In 1538, Juan Pizarro, natural brother of Francisco Pizarro, transferred the Coricancha site to the Dominican Order, assigning it to Fray Juan de Olías and twelve companions from the Province of Santa Cruz de México for the construction of the convent.

The first prior, Friar Juan de Olías, oversaw the establishment and early construction phases, which culminated in the church’s consecration in 1633.

Following the devastating earthquake of 1650, significant repairs were made to the colonial superstructure, leaving the underlying Inca masonry intact.

The Church and Convent suffered extensive damage during the 1950 Cusco earthquake, including collapse of tower arches, cracking of the apse wall, and misalignment of cloister arches. Restoration work was carried out under architect Óscar Ladrón de Guevara, with the principal interventions completed in 1976.

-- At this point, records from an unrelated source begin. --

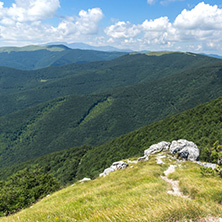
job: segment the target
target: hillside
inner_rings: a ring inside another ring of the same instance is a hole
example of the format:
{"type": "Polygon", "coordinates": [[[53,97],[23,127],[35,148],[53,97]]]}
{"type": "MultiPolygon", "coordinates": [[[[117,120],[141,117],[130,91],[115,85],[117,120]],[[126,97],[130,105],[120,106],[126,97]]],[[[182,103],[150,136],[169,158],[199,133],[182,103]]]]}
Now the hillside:
{"type": "MultiPolygon", "coordinates": [[[[204,149],[212,147],[217,140],[222,144],[221,116],[222,97],[122,135],[100,146],[74,147],[11,167],[1,168],[0,179],[6,179],[14,172],[25,167],[39,165],[46,172],[55,176],[61,184],[69,184],[76,179],[97,176],[114,161],[142,156],[143,151],[154,143],[179,138],[194,141],[200,149],[200,159],[209,161],[204,156],[204,149]]],[[[41,146],[43,145],[40,144],[41,146]]],[[[22,147],[23,150],[14,150],[16,160],[19,160],[20,156],[24,158],[25,155],[31,155],[31,149],[24,149],[24,145],[22,147]]],[[[10,158],[12,160],[14,158],[13,154],[7,150],[2,153],[2,157],[1,162],[5,165],[4,158],[7,163],[10,163],[10,158]]],[[[21,160],[24,161],[24,159],[21,160]]]]}
{"type": "MultiPolygon", "coordinates": [[[[72,94],[90,94],[150,82],[174,74],[220,72],[221,60],[188,53],[130,54],[112,61],[70,64],[36,71],[0,68],[0,116],[72,94]]],[[[218,74],[220,78],[220,74],[218,74]]],[[[184,77],[181,81],[184,80],[184,77]]],[[[165,86],[164,86],[165,87],[165,86]]],[[[170,85],[167,86],[169,88],[170,85]]]]}
{"type": "Polygon", "coordinates": [[[126,53],[70,49],[64,45],[2,47],[0,48],[0,66],[35,70],[74,62],[105,61],[124,54],[126,53]]]}
{"type": "Polygon", "coordinates": [[[221,62],[207,64],[106,93],[60,97],[3,116],[1,165],[83,144],[102,144],[217,98],[222,95],[221,70],[221,62]]]}
{"type": "Polygon", "coordinates": [[[221,178],[203,177],[191,162],[163,161],[158,165],[153,156],[106,177],[75,183],[0,221],[219,221],[221,178]],[[177,167],[168,177],[179,180],[188,198],[167,193],[171,187],[161,175],[170,164],[177,167]]]}

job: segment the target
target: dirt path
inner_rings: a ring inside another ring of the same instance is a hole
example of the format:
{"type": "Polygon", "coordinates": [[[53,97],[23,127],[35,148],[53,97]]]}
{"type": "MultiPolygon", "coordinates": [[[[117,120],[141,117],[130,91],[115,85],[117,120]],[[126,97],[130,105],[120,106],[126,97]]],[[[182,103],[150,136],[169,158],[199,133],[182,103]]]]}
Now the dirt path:
{"type": "Polygon", "coordinates": [[[185,196],[183,195],[182,192],[180,192],[179,182],[177,180],[172,180],[167,177],[170,173],[173,173],[175,171],[175,168],[176,168],[176,165],[170,165],[169,168],[166,171],[164,171],[165,176],[161,176],[161,178],[165,180],[168,184],[170,184],[172,187],[172,189],[168,190],[167,193],[174,196],[188,198],[188,196],[185,196]]]}

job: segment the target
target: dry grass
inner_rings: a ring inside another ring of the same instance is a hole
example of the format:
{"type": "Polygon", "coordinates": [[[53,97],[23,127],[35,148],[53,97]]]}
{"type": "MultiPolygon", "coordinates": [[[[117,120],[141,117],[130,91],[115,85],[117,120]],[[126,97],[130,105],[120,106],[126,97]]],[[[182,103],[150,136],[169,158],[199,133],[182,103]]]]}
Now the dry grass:
{"type": "Polygon", "coordinates": [[[192,198],[167,194],[160,178],[167,165],[148,162],[131,164],[104,178],[76,183],[39,201],[32,208],[0,221],[198,221],[221,216],[220,178],[203,178],[199,167],[184,163],[171,177],[192,198]]]}

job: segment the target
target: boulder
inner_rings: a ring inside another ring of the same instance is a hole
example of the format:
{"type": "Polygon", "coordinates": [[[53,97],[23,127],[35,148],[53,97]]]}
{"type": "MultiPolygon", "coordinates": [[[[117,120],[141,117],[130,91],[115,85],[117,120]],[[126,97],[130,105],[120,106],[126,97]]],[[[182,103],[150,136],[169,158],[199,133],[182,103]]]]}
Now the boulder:
{"type": "Polygon", "coordinates": [[[200,153],[195,143],[184,139],[172,141],[170,152],[172,154],[178,154],[178,157],[190,161],[198,160],[200,153]]]}
{"type": "Polygon", "coordinates": [[[168,143],[166,141],[162,141],[160,143],[153,144],[147,150],[144,150],[144,156],[149,156],[154,153],[159,153],[164,150],[169,150],[169,147],[170,147],[170,143],[168,143]]]}
{"type": "Polygon", "coordinates": [[[85,177],[85,178],[83,178],[82,180],[79,180],[79,182],[82,183],[82,182],[86,182],[86,181],[90,181],[90,180],[91,180],[90,178],[86,178],[86,177],[85,177]]]}
{"type": "Polygon", "coordinates": [[[103,171],[103,173],[100,173],[99,176],[104,177],[104,176],[108,175],[111,172],[114,172],[114,171],[120,170],[120,169],[125,169],[128,166],[129,166],[128,163],[125,163],[124,161],[114,162],[109,168],[106,168],[103,171]]]}
{"type": "Polygon", "coordinates": [[[215,163],[206,163],[206,162],[200,162],[200,161],[196,161],[196,163],[203,167],[212,168],[213,170],[217,169],[217,164],[215,163]]]}
{"type": "Polygon", "coordinates": [[[137,162],[139,161],[147,161],[149,158],[148,156],[141,156],[140,158],[137,159],[137,162]]]}

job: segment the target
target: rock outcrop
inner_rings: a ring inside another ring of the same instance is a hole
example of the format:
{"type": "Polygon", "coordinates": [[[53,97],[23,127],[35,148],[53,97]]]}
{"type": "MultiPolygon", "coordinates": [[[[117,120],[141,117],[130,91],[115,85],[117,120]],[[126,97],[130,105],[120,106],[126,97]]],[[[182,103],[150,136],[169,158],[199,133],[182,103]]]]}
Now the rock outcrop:
{"type": "Polygon", "coordinates": [[[215,163],[205,163],[205,162],[200,162],[200,161],[196,161],[195,163],[203,167],[212,168],[213,170],[217,169],[217,164],[215,163]]]}
{"type": "Polygon", "coordinates": [[[157,144],[153,144],[152,146],[149,147],[149,149],[144,150],[144,156],[149,156],[154,153],[159,153],[164,150],[169,150],[169,147],[170,147],[170,143],[165,142],[165,141],[162,141],[157,144]]]}
{"type": "Polygon", "coordinates": [[[182,159],[190,161],[198,160],[200,154],[195,143],[183,139],[172,141],[170,144],[170,152],[172,154],[177,154],[178,157],[182,159]]]}
{"type": "Polygon", "coordinates": [[[91,180],[90,178],[86,178],[86,177],[85,177],[85,178],[83,178],[82,180],[79,180],[79,182],[80,182],[80,183],[83,183],[83,182],[90,181],[90,180],[91,180]]]}
{"type": "Polygon", "coordinates": [[[149,156],[154,153],[159,153],[163,150],[168,150],[170,143],[162,141],[157,144],[153,144],[148,149],[144,150],[144,156],[140,157],[137,161],[146,161],[149,159],[149,156]]]}
{"type": "Polygon", "coordinates": [[[153,144],[148,149],[144,150],[144,156],[140,157],[137,161],[148,160],[151,154],[167,150],[169,150],[172,154],[177,154],[178,157],[184,160],[196,161],[199,157],[199,149],[195,143],[180,139],[173,140],[171,143],[162,141],[160,143],[153,144]]]}
{"type": "Polygon", "coordinates": [[[103,171],[103,173],[100,173],[99,176],[104,177],[104,176],[108,175],[111,172],[114,172],[114,171],[120,170],[120,169],[125,169],[128,166],[129,166],[128,163],[125,163],[124,161],[114,162],[109,168],[106,168],[103,171]]]}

Some sources claim the temple crypts hold the remains of Diego Sayri Túpac and Felipe Túpac Amaru, both Incas of Vilcabamba, and possibly Juan Pizarro, though others say he was buried in the Church of the Triumph.

== Description ==
The complex comprises a church and two cloisters, built atop the remains of the Qoricancha temple, and restored in 1976. The church plan originally followed a Latin cross and was later modified to a basilica form, divided into two colonial blocks:
- Block A: Central nave of greatest height covered by a barrel vault; side naves (Epistle and Gospel) each containing internal chapels with groin vaults; transept and crossing under a lowered dome with a lantern; elevated presbytery on the Inca torreón (main Inca temple bastion) with an open chapel; sacristy and auxiliary chamber flank the presbytery under groin vaults; sub-choir and choir covered by lunette vaults; cedar choir stalls and Sevillian tile decoration.
- Block B: Single tower located on the Epistle side, collapsed in 1950 and rebuilt within a concealed reinforced concrete core.

=== First Cloister (Blocks C, D, E) ===
- Block C preserves pre-Hispanic evidence: inclined sedimentary masonry walls with trapezoidal openings and niches; traces of mural painting; double-height spaces with metal roof structure.
- Block D houses the main entrance to the convent, an antechamber of three groin-vaulted bays, and the north gallery; east and west arcades of round arches on Ionic columns with stone plinths; first-floor mural canvases depicting the life of Saint Dominic and a Neoclassical stone altar; artesonado ceilings on both levels, including high-relief cherub motifs.
- Block E comprises the south gallery mirroring Block D’s features: first-floor frescoes of Saint Dominic’s life and death, two Neoclassical stone altars, restricted-access second-floor gallery behind wrought-wood grilles; first-level Profundis room and refectory under groin vaults and basket-handle arches, now serving as a pinacoteca.